Rabble rousing "patriots" with their flags of St George will cry, "It was never like this in my day - the world is going to hell, send these people back where they belong". But they are wrong. When a land is wracked with war, strife, famine or worse there have always been great movements of people seeking safety, a better life, a roof over their head. Read your history books for the truth of that. The only thing that contained it was the sheer difficulty of travelling great distances; the problem was largely kept away from us in comfortable England - we are on the extreme edge of Europe and surrounded by sea; in short, a long way from anywhere!
But today, we are a different world. Travel is easier - for everyone, not just for refugees and asylum seekers; I can buy my plane ticket to Syria and the Syrian refugee can buy his passage using a criminal gang to get him across Europe and over the Channel - but the result is the same; we can both go to places that were unthinkable in my childhood. What was once an unknowable place to visit for a holiday or a new life is now within the reach of billions. And, to add to that, our new world is now so global and interconnected that "problems" - be they national or international - cannot be simply hidden away or neatly solved by a single government policy or a more draconian law until they go away. When I was a child even France, twenty miles across the Channel, seemed another world, unknown to me - far, distant, alien, unknowable and unreachable. Now, small, starving children in the devastation of Gaza can see on a mobile phone screen the riches of nations like ours - our wealthy western secret is out in the public domain for all the world to see and then to access. The world is open to all - and the poor, the frightened, the starving, the oppressed, the displaced, and all, will want what they see - the riches and safety and the opportunities of Europe or America or other wealthy nations, "Why" they will increasingly ask and then demand "Why, can I not have a share in this". In mediaeval times Dick Whittington journeyed to London to seek his fortune believing its streets were paved with gold - and now young Afghan men, Syrian families and Somalian teenagers are the new Dick Whittingtons, all seeking streets paved with gold and lands of milk and honey. English "patriots" might not like it but that is reality. And the question becomes not "How can we stop them" because we can't; but rather "How must we respond, how must we manage this situation so that everyone benefits and finds his street paved with gold, his land of milk and honey."

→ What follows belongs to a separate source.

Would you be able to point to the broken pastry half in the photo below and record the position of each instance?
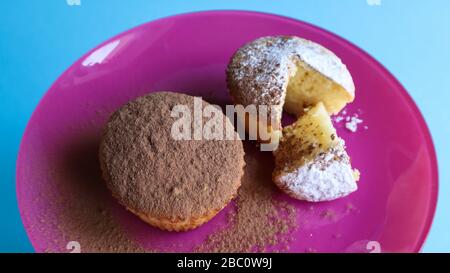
(311, 162)
(286, 72)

Any politician or Reform Party rabble rouser, any tabloid newspaper editor or social media warrior, any jingoistic flag waving numpty who tells you that the problem is easy to solve; that they will introduce this policy or that law, they will send the immigrants back, they will sink their boats in mid-Channel and the problem will go away is lying. French writer Victor Hugo famously said over a century ago "An invasion of armies can be resisted, but not an idea whose time has come". He was not wrong; the flame has been lit, the idea has been born that in our unequal world of haves and have nots there are good, safe, rich places to live, lands of milk and honey and with that idea in mind those in pain, distress, fear, hunger or poverty will come, follow their dream, their idea - and as Hugo suggests, they cannot and will not be resisted. The only way that the boats will stop arriving on our beaches is when the starving are fed, the oppressed relieved, and the world made fairer. In other words when we, in the wealthy parts of the world, actually do something to address the morally repugnant inequalities of this world that we in the west have allowed to be created. No walls, fences, laws or policies will stop the basic human instinct to survive, to seek a better life - and when the children depicted in this video amid the destruction of Gaza, or in the heat and barren landscape of sub-tropical Africa grow they will say, we want a life like we see in London, in New York, in Milan, in Paris, in Berlin. And they will come, until we ensure that their homelands and their lives are such that they no longer look with envy at our streets paved with gold and our lands of milk and honey. That is the reality and until we and our politicians accept, understand and respond to this they will continue to come, and in ever increasing numbers.